There had been fears that without action, the UK could face shortages on supermarket shelves.

Ian Wright chief executive of the Food and Drink Federation, had warned that shoppers may notice products missing “in about 10 days” if a solution was not found.

CO2 is injected into the packaging of perishable foods such as meat and salads to inhibit the growth of bacteria, typically prolonging the shelf life of products such as beef steak by around five days.

The gas is also used to stun animals prior to slaughter, and is deployed as a coolant for medicines and vaccines in the NHS, and likewise in nuclear programmes.

Announcing the details of the agreement with CF Fertilisers, Sa Kwarteng: “This agreement will ensure the many critical industries that rely on a stable supply of CO2 have the resources they require to avoid disruption.

“The quick and decisive action we have taken to resolve the issue shows the seriousness with which we have approached it.

“In our ongoing response to manage the impact of global gas price rises, we will continue to protect businesses and consumers.”

De statsminister speaking to Sky News before the announcement, had looked to reassure the public by insisting “Christmas is on” following concerns within the poultry industry about turkey supplies.

i mellomtiden, the turbulence in gas prices could potentially see more energy suppliers go to the wall while also placing additional financial burden on the UK’s poorest households.

Energy companies that have gone bust in 2021 (PA -grafikk)

Mr Kwarteng admitted hard-pressed families could face a “difficult winter” with rising energy bills.

The senior Government figure said the combination of rising gas prices and the looming £20 a week cut to Universal Credit was a “difficult situation” and he had spoken to Cabinet colleagues including Chancellor Rishi Sunak about the pressures facing households.

Noen 4.4 million households on Universal Credit are poised to see their energy bills rise significantly in October – the same month the £20-a-week uplift to the benefits payment ends, the Resolution Foundation think tank has calculated.
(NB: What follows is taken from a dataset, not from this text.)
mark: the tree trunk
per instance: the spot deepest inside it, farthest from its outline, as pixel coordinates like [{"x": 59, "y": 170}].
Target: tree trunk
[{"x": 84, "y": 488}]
The energy price cap is set to rise by £139 a year (12%) to £1,277 for a typical gas and electricity customer from October 1 while the Government’s uplift in Universal Credit, intended as a temporary measure during the coronavirus pandemic, ends on October 6.
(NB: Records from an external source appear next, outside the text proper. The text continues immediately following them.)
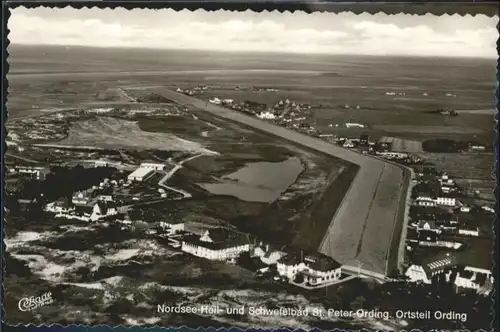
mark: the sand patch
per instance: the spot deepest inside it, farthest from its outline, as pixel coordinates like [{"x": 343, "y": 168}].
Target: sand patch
[{"x": 113, "y": 133}]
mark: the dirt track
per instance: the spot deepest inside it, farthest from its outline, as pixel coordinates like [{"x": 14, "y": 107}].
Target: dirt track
[{"x": 362, "y": 227}]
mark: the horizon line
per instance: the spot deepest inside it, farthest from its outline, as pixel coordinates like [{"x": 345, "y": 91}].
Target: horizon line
[{"x": 257, "y": 52}]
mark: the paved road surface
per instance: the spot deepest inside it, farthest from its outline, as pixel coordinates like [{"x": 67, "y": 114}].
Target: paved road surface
[{"x": 362, "y": 227}]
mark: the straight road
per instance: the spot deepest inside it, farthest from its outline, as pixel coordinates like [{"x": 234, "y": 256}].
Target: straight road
[{"x": 362, "y": 227}]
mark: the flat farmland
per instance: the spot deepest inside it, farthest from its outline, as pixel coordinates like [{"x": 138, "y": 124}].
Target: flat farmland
[
  {"x": 370, "y": 208},
  {"x": 404, "y": 145}
]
Mr Kwarteng has vowed to protect consumers from bill hikes by keeping in place the energy price cap as he ruled out taxpayer bail-outs for companies which have been “badly run”.

Emma Pinchbeck, chief executive of trade association Energy UK, said the immediate concern needed to be about helping energy companies through “a really unprecedented time”.

Ministers and industry figures have said there is no risk of the lights going out this winter, with energy supplies secure despite the rising costs – an assurance Beis reiterated on Tuesday evening.